State deals with moths


First Posted: 2/11/2015

WAPAKONETA — Open houses are being held locally the next week for residents with questions about addressing ecological problems with gypsy moths. The first open house took place in Auglaize County on Wednesday.

Gypsy moth program manager David Adkins said while problems with the insect have not yet reached epidemic stage, they want to ensure that things stay that way.

“We are aggressive with stopping the spread,” Adkins said. “These moths can have a serious effect on local foilage.”

Gypsy moths grow in three stages, the larvae, pupa and the adult. The larvae stage is where they tend to be the most destructive, when they eat the foliage on local trees.
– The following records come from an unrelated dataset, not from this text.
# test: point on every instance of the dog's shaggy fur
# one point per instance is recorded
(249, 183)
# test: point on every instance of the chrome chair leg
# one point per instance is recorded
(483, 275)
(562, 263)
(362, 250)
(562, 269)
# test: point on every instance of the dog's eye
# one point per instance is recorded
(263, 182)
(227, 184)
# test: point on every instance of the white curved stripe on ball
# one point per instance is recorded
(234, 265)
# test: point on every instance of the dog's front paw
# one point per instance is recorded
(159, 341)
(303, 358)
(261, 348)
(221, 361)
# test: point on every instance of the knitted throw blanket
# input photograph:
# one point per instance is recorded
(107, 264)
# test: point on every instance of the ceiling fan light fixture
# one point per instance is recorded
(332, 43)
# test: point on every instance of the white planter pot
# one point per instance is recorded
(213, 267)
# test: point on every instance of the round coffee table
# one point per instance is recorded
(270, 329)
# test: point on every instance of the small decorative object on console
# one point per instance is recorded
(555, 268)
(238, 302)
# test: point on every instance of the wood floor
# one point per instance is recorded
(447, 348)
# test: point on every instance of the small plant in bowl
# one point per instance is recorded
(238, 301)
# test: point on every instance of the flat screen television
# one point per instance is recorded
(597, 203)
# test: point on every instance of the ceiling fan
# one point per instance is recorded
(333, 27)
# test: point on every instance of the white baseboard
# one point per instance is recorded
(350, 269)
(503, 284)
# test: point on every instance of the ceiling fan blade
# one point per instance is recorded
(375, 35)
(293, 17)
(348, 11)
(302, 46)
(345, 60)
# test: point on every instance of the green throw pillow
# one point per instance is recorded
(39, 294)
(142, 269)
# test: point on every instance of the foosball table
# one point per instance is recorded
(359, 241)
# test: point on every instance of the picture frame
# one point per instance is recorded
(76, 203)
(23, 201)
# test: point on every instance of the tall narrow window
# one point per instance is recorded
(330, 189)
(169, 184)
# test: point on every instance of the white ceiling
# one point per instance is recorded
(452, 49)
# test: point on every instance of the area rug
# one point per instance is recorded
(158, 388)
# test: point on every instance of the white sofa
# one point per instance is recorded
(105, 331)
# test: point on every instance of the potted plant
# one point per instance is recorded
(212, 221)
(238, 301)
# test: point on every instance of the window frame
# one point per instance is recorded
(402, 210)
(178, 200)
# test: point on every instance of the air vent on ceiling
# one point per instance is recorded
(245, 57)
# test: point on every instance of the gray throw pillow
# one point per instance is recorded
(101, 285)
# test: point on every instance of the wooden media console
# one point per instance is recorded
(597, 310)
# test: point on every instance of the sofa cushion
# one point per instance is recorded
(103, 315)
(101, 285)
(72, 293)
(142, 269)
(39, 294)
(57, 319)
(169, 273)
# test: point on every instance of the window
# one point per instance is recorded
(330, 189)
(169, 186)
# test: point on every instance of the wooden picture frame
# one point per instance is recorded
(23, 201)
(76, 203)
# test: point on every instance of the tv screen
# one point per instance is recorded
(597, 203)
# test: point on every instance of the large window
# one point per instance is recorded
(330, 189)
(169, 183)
While they affect more than 300 species of trees, they are particularly destructive on oaks. A three-year infestation can leave 90 percent of oak trees dead or dying. A three-year infestation averages about a 48 percent mortality rate with other species affected by the insect.

Adkins said that two areas had been marked for treatment in Auglaize County, a 344 acre space of land near Uniopolis and a 177 acre space near Cridersville.

Other local areas slated for treatment include 457 acres near Celina, 934 acres at Kendrick Woods, a large space of about 3,678 acres near Harrod, and 163 acres near Beaverdam. Adkins said public open houses would also be held from 6 to 8 p.m. Thursday at the Allen County Fairgrounds and at the Mercer County OSU Extension office in Celina. Other local county open houses will be held at the Hancock County OSU Extension in Findlay on Tuesday and the Ottawa Fire Department in Putnam County on Wednesday.

Adkins said the areas are considered for treatment based by the number of gypsy moths that get trapped in a designated period. Gypsy moth females produce between 500 and 1,000 eggs and release a pheromone to attract males to fertilize them. An altered version of the pheromone is produced for treatment and released in the treatment area, which confuses the males and usually leaves female eggs unfertilized.

Gypsy moths are not native to the United States. They were transported here in 1869 to cross-breed with silk worms to strengthen them. A storm destroyed the building where the cross-breading was taking place soon after to begin their destructive spread across the United States.